28 de maio de 2008

Ironias




Considero importante armazenar certos acontecimentos na memória e estabelecer relações com a atualidade. Nesse famigerado século, em que todos dizem ser o tempo uma jóia rara, o etéreo passa a ser conseqüência; os fatos passam, o que vale é o agora, porque o ontem já foi. No meu impulso de atualização, eu, que antes abria um jornal, hoje me flagro a abrir sítios que conglomeram informações de toda e qualquer natureza na primeira página. Ainda assim, vez ou outra, consigo estabelecer relações e ter algum senso crítico.
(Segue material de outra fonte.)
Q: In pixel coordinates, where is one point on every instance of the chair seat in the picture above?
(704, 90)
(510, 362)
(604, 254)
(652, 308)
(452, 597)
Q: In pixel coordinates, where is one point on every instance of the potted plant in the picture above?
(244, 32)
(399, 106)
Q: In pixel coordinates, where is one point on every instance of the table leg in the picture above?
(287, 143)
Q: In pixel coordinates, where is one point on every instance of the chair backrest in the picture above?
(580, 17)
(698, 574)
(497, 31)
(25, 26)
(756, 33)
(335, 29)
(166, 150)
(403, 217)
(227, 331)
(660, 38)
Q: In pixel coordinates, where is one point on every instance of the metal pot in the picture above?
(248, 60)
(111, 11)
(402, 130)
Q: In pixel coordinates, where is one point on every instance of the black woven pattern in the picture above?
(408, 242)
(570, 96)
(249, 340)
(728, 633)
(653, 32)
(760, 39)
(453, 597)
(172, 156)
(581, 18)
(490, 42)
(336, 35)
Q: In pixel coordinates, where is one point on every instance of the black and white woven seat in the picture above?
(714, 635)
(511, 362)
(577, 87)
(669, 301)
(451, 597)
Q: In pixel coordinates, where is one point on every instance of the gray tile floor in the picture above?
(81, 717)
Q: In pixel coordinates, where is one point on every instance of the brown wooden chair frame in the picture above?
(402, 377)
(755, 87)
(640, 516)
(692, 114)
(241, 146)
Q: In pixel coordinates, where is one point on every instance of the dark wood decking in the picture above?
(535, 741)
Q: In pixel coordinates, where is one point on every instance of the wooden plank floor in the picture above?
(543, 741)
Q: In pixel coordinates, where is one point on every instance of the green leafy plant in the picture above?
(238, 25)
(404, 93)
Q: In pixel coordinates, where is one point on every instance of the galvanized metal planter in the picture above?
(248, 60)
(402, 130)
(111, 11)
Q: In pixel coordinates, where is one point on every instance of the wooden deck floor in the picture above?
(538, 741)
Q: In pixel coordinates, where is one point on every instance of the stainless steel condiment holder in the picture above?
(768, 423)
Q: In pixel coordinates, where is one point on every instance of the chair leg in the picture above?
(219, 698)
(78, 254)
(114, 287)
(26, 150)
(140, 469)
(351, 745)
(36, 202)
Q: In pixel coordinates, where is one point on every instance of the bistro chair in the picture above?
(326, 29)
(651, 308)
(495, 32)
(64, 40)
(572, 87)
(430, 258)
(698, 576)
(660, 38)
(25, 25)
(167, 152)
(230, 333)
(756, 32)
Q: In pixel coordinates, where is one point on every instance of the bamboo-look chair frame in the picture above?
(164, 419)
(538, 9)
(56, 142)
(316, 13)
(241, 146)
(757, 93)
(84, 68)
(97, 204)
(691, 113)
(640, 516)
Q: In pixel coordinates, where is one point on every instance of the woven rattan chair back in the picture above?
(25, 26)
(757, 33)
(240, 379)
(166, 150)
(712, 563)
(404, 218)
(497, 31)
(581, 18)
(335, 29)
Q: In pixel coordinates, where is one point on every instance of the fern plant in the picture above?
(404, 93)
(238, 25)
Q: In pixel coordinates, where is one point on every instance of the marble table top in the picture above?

Por exemplo: reparo sempre no que o futebol faz com as pessoas. Principalmente em Copa do Mundo, quando amigos se unem, inimigos se perdoam, os problemas sociais desaparecem e a felicidade se torna estado decretado. O momento epifania causa a falsa impressão de que tudo vai bem. Para um país que sedia o evento, então, nem se fala! É motivo de orgulho, de auto-estima para a nação, é símbolo de modernidade e de preparo. Lógico, não é para qualquer um!
A África do Sul sediará a Copa em 2010. O fato torna-se catalisador de agilidade política e econômica e prontidão vira palavra-chave: até dezembro deste ano, cinco novos estádios de futebol devem ficar prontos. Isso é parte de um investimento de 1 bilhão de dólares despendido pelo governo. Peço ao leitor que guarde esse parágrafo.
Desde a semana passada noto manchetes do tipo “África do Sul já tem 24 imigrantes mortos”, “Mais de 10 imigrantes são mortos na África do Sul”, “Violência resulta de disputa por subempregos”. Thabo Mbeki, presidente Sul-Africano, por sua vez, tornou-se alvo de muitas críticas. Ele é acusado de privilegiar empresários em um momento de alta taxa de desemprego, concorrência por subempregos da economia informal e crise na economia.
É perfeitamente previsível que uma população mergulhada em tantos problemas aumente sua ira ao ter que disputar o espaço, já restrito, com imigrantes – vindos em maioria do Zimbábue, outra região problemática. Ironia é pensar que os ataques xenófobos têm acontecido em Johannesburgo, a maior cidade do país, e mais: concentradora do maior centro produtor de ouro e diamante do mundo.
Eis aqui a relação de que falei no início do texto: a desassistência parece não se repetir quando o assunto é futebol. A não resolução de questões básicas como moradia, abastecimento e ampliação do mercado de trabalho é característica comum dos governos pós-apartheid. Mais uma vez, a bomba estoura do lado mais fraco, pessoas chegam a situações extremistas e a esperança não é mais a última que morre, e sim o motivo que leva a essa causa em momento de desespero.
Calma! Em 2010 os sul-africanos terão o que comemorar!

Um comentário:

Pedro disse...

É isso aí. Em 2014 é a nossa vez. Que alegria!